Different tpmc from repeated tpcc run

Hi

I’m trying to find the concurrence number (–worker flag in tpcc) that maximizes the tpmc result. Currently, we are doing this:

cockroach start-single-node --insecure --background
			
workers_lst = [1, 5, 15 … , 150]
for x in workers_lst:
	cockroach workload init tpcc --warehouses=100 --drop 'postgresql://root@localhost:26257?sslmode=disable'
    cockroach workload run tpcc --warehouses=100 --workers=x --wait=false --ramp=3m --duration=10m 'postgresql://root@localhost:26257?sslmode=disable'

We fixed the warehouses number and duration and tried a different numbers of workers to get the tpmc. But I found that with the same setting, tpmc can be very different.

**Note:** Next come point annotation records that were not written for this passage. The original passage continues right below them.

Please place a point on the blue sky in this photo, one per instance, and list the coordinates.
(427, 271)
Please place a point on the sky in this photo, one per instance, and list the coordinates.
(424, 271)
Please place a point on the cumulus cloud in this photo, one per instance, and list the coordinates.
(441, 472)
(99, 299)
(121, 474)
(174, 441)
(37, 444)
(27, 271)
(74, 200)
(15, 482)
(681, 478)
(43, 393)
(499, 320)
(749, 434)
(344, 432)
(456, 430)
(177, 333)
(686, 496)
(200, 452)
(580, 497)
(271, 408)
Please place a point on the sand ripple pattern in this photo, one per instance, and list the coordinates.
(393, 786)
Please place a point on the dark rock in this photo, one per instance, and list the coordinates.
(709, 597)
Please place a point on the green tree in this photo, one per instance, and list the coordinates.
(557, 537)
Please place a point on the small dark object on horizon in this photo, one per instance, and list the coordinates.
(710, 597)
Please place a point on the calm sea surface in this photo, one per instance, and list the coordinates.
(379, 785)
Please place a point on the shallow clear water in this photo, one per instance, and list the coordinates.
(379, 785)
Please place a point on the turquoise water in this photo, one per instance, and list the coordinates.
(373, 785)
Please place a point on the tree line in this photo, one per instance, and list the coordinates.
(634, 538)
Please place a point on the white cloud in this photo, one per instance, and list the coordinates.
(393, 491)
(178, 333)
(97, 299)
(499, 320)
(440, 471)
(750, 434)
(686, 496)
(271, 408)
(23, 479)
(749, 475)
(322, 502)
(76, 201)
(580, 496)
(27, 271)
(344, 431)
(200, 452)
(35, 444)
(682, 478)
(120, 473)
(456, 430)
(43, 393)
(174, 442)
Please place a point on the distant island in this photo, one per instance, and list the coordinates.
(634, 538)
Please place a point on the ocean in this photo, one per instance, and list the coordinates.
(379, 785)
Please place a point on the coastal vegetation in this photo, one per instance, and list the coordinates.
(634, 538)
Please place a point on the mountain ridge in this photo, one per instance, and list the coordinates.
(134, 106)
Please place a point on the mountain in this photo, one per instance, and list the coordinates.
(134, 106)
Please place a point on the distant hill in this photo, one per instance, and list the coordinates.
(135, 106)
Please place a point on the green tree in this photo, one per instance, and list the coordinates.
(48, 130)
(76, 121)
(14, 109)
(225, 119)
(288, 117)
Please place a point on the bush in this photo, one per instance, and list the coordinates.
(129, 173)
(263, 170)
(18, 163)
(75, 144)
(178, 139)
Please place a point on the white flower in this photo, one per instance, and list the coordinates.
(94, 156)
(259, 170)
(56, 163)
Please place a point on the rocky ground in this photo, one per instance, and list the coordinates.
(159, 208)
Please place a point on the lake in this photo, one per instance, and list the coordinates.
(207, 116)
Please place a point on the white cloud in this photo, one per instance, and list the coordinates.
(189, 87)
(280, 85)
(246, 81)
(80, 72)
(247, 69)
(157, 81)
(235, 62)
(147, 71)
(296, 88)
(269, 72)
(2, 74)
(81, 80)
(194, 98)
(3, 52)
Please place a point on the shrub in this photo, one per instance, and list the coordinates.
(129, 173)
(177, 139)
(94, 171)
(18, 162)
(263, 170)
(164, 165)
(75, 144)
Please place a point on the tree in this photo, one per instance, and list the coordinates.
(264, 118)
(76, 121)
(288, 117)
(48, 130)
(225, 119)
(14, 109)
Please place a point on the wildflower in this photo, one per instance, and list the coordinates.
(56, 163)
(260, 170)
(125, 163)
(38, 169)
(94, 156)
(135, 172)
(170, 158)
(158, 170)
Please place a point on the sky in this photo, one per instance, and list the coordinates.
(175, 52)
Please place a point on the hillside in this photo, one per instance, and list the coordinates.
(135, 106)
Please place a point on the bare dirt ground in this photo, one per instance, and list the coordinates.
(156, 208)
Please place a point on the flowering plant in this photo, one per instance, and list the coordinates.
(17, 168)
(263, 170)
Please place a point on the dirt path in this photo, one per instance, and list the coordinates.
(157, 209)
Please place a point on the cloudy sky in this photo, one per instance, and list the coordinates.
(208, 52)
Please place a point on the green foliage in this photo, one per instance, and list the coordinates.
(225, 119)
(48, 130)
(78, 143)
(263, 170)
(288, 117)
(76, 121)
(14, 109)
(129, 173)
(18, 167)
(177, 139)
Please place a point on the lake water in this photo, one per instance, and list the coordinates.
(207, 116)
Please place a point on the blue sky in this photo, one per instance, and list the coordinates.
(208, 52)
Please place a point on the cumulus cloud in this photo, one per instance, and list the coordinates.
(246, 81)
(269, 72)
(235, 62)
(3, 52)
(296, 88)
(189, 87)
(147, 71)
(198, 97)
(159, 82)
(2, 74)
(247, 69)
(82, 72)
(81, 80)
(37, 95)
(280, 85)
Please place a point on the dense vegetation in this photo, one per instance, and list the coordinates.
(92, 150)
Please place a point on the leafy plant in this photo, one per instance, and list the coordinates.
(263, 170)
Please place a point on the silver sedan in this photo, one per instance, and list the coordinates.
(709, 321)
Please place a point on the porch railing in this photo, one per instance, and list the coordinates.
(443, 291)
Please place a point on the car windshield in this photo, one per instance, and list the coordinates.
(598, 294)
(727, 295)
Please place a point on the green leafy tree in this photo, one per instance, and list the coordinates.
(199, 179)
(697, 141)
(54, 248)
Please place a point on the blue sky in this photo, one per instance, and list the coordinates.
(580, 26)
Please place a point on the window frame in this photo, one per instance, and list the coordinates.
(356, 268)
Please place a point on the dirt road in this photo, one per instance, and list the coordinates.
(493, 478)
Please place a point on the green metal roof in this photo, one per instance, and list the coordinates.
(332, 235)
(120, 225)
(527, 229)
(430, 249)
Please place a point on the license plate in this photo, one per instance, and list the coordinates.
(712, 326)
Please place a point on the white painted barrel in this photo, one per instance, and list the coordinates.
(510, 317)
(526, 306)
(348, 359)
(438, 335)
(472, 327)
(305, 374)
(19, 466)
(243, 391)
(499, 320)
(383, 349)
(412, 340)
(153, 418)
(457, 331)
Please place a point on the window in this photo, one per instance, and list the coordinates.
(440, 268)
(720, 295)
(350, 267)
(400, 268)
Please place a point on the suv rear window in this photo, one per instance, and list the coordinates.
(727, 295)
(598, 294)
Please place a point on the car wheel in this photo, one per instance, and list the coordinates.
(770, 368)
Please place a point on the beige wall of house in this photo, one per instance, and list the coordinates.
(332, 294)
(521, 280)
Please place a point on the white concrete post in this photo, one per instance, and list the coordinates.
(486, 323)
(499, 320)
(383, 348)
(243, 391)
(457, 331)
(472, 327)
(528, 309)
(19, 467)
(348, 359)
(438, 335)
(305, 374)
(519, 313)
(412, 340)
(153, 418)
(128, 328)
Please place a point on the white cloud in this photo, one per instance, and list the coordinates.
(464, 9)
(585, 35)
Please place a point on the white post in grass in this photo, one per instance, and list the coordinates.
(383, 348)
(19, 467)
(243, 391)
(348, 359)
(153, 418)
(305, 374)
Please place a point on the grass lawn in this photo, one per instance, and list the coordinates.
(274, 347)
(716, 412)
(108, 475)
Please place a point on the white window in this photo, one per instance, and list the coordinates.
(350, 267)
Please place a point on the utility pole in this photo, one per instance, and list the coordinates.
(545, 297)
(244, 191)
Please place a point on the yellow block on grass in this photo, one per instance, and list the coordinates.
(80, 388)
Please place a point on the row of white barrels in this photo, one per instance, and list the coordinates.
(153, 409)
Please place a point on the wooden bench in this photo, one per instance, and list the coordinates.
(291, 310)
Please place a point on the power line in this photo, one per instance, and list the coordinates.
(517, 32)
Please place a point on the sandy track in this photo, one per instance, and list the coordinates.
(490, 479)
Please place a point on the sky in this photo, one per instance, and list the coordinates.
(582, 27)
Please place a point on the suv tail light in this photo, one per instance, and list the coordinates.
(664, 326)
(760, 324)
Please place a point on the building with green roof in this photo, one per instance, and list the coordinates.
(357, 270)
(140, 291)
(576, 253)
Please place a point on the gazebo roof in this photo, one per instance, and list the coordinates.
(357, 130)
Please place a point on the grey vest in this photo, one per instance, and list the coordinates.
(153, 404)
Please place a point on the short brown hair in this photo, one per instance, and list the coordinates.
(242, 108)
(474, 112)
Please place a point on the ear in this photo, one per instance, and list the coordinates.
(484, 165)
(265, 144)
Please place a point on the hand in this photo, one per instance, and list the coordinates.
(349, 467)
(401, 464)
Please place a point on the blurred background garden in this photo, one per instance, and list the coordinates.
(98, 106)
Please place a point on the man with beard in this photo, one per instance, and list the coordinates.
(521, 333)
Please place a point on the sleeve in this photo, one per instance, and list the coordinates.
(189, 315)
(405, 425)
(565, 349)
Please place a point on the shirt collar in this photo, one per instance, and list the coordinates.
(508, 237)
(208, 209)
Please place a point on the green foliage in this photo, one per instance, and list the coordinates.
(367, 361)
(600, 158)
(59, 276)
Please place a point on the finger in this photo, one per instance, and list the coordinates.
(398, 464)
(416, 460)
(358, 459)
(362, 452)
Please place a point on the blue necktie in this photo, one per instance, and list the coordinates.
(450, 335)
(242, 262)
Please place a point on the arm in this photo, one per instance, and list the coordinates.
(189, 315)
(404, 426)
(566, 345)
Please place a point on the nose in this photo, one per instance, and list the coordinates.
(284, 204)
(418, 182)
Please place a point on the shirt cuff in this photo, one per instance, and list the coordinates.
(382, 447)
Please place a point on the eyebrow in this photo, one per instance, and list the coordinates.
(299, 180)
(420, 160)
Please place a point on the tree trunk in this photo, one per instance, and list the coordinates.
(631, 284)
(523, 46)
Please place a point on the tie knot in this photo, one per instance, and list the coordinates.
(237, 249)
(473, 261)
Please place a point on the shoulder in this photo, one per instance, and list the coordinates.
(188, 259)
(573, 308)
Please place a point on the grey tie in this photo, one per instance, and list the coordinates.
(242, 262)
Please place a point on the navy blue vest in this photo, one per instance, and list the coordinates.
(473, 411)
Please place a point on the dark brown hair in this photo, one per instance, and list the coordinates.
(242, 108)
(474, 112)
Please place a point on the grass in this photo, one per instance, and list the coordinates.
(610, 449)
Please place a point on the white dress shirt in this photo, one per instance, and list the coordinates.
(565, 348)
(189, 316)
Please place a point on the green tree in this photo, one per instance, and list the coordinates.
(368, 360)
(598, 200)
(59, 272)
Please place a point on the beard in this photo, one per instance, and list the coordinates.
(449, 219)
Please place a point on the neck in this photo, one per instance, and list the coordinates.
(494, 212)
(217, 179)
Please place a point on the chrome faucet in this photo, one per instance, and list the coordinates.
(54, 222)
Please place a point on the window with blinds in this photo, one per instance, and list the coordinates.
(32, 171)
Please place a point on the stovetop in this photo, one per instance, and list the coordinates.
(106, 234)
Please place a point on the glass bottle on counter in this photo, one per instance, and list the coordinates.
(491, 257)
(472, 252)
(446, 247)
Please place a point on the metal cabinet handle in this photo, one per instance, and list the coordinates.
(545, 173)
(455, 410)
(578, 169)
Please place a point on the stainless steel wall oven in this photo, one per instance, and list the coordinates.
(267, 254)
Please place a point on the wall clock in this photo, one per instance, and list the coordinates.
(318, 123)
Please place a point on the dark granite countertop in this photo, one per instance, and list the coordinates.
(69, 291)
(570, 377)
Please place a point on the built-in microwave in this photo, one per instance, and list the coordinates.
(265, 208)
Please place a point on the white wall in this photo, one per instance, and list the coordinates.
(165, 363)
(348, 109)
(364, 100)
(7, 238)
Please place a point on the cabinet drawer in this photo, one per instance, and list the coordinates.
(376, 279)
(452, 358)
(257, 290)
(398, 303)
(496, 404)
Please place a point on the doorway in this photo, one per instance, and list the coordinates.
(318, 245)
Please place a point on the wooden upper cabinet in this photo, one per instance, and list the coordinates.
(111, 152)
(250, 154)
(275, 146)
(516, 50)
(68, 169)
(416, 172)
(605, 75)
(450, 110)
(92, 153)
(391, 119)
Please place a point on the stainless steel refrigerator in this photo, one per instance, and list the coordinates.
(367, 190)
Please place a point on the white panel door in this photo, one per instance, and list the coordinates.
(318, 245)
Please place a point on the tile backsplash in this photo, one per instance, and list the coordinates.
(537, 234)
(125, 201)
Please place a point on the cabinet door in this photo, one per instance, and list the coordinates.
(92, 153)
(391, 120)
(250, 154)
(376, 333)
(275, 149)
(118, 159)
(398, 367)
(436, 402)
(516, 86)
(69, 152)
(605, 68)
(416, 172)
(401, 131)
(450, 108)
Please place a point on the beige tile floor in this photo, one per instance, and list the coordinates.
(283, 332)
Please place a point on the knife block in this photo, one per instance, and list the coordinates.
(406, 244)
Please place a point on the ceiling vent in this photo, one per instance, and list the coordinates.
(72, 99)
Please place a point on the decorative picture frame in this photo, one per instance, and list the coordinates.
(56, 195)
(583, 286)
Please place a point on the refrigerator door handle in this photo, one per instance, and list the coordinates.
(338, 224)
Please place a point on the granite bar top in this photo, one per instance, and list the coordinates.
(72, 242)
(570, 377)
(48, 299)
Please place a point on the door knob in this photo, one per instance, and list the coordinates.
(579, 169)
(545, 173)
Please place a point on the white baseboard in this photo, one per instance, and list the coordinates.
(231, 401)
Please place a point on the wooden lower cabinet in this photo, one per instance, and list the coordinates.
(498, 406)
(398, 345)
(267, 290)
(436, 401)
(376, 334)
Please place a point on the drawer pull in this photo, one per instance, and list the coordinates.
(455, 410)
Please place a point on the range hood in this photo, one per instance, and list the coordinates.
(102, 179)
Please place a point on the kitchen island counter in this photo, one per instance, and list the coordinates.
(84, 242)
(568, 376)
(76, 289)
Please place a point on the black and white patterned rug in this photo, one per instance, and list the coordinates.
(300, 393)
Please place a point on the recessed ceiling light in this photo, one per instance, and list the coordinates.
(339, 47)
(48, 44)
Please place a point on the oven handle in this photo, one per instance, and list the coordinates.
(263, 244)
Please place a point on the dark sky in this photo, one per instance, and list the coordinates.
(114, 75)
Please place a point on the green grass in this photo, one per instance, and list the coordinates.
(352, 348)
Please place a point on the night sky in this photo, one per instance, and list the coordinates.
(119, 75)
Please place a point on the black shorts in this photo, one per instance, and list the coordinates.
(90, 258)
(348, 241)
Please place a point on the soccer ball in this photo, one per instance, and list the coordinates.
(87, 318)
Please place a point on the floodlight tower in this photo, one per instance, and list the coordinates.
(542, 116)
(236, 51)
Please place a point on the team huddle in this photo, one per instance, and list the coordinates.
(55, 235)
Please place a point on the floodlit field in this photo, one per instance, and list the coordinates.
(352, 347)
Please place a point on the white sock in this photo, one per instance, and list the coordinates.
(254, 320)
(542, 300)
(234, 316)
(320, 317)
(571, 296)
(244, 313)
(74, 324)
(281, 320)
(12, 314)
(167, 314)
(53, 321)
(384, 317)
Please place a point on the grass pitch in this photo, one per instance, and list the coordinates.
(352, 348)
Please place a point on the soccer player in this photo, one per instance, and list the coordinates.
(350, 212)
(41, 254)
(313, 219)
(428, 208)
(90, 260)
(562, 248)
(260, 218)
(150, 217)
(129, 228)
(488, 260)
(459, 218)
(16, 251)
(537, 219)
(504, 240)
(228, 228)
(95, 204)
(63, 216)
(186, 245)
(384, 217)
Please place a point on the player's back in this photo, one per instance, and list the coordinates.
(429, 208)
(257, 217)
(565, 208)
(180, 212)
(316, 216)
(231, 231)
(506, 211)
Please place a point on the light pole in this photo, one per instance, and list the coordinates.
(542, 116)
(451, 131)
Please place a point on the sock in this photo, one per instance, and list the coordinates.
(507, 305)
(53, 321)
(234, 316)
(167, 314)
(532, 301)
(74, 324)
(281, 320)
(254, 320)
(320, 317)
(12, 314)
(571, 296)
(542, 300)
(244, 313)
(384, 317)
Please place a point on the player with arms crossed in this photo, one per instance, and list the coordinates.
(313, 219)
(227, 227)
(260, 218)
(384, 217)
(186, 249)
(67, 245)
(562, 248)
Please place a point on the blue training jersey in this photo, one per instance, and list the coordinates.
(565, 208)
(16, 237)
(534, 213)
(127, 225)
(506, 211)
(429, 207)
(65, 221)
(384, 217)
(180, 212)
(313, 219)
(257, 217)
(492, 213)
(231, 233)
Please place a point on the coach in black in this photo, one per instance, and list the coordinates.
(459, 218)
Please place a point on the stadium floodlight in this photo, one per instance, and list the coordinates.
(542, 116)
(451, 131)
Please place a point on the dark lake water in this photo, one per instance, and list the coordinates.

For example, from the above code, I got 35 as my best worker number that maximizes the tpmc in my search space [1, 5, 15 … , 150]. And I tried repeating the following setting for 10 times:

cockroach workload init tpcc --warehouses=100 --drop 'postgresql://root@localhost:26257?sslmode=disable'
cockroach workload run tpcc --warehouses=100 --workers=35 --wait=false --ramp=3m --duration=10m postgresql://root@localhost:26257?sslmode=disable 

And this is what I got
image

Clearly, the tpmc with worker as 35 is not very stable and then I tried the default workers (warehouses x 100 = 1000) setting and repeated for 15 times:

cockroach workload init tpcc --warehouses=100 --drop 'postgresql://root@localhost:26257?sslmode=disable'
cockroach workload run tpcc --warehouses=100 --ramp=3m --duration=10m postgresql://root@localhost:26257?sslmode=disable 

Here is what I got. It seems much more stable than the 35 workers result.
image

So I think my question is:

  1. Why tpmc varies a lot when the worker is small (e.g. 35), while it’s much more stable when I’m using the default worker (e.g. warehouse x 10 =1000)? Does the stability depends on the number of workers?
  2. Since the ultimate goal for me is to find out the worker that maximize the tpmc, with the variation of the tpmc here, I think It might be better to repeat the setting for 10 times and average the tpmc as my sample, then compare across the averaged tpmc from the search space (e.g. [1, 5, 15 … , 150]). But this is very time-consuming. So I’m wondering if there is any better way to get the worker that maximize the tpmc?

Thanks!

Hi Cherie, sorry for the slow response; this one slipped through the cracks. Your proposed plan of repeating each worker count ten times sounds like a good start.

To ensure stable performance, have you ensured that your deployment follows the guidelines from the CockroachDB Production Checklist?